Zhemchuzhnikovite is an extremely rare organic oxalate mineral discovered in coal beds in Russia. It typically appears as small blue to blue-green tabular crystals or granular aggregates and is noted for being a naturally occurring metal-organic framework.
Is this zhemchuzhnikovite?
5-step field checkRun through these checks against the specimen in your hand. The more boxes tick, the more confident the ID.
- 1Test the hardnessTry to scratch zhemchuzhnikovite with a known reference. Zhemchuzhnikovite sits at Mohs 2 — softer than the next harder reference, harder than the previous one.
- 2Check the streakDrag the specimen across an unglazed porcelain plate. Zhemchuzhnikovite leaves a white streak.
- 3Read the lusterHold the specimen under a strong light. Zhemchuzhnikovite typically shows a vitreous luster.
- 4Match the color rangeCompare against the expected color range: dark blue, blue-green.
- 5Look at form & habitCrystal system: trigonal. Typical habit: tabular crystals, aggregates.
Often confused with
Zhemchuzhnikovite vs. its common look-alikes — and how to tell them apart in the field.

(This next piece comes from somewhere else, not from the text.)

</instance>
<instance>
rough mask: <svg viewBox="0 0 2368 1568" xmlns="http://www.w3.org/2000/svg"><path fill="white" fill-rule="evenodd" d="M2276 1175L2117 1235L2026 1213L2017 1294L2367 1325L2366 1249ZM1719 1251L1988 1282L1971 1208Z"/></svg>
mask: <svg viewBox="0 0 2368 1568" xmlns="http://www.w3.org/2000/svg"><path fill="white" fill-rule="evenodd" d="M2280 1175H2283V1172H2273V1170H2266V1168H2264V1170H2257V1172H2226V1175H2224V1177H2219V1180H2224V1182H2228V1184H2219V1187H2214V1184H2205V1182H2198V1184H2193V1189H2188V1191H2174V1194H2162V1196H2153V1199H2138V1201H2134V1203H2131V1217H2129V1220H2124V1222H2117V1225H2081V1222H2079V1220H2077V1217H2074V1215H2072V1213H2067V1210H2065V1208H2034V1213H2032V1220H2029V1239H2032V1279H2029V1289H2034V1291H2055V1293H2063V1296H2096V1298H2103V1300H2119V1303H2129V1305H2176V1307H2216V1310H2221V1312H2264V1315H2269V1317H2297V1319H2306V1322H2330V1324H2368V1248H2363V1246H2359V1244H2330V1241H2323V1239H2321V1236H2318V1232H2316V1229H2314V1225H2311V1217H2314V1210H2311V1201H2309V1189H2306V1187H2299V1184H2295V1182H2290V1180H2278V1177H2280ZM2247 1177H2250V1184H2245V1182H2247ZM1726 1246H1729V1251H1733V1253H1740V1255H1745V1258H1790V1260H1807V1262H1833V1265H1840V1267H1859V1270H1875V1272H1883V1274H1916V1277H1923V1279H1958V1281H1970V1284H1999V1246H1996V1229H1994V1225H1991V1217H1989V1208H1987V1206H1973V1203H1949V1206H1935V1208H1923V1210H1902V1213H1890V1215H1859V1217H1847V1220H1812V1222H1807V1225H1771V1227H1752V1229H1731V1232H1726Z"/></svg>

Often found alongside zhemchuzhnikovite
Minerals reported to co-occur with zhemchuzhnikovite. Spotting these in float or country rock is a strong cue you are in the right ground.
All properties
- Chemical formula
- NaMg(Fe,Al)(C₂O₄)₃·9H₂O
- Mohs hardness
- 2
- Density
- 1.74 g/cm³
- Colors
- Streak
- White
- Luster
- Vitreous
- Transparency
- Translucent
- Crystal system
- Trigonal
- Crystal habit
- Tabular Crystals, Aggregates
- Cleavage
- None
- Rarity
- Rare
- Uses
- Collector
- Host rock
- Coal-bearing Sedimentary Sequences
- Typical price
- $50-500+ micro-specimen
Where rockhounds find zhemchuzhnikovite
Classic worldwide localities
- Chazhma coal mine, Yakutia, Russia
Field-hunting tip
Look in coal-bearing sedimentary sequences country — that is the host setting where zhemchuzhnikovite typically forms. If you start seeing weddellite, whewellite, kaolinite in float, you are in the right ground. Field specimens usually show a tabular crystals, aggregates habit, so train your eye for that shape before scanning the outcrop.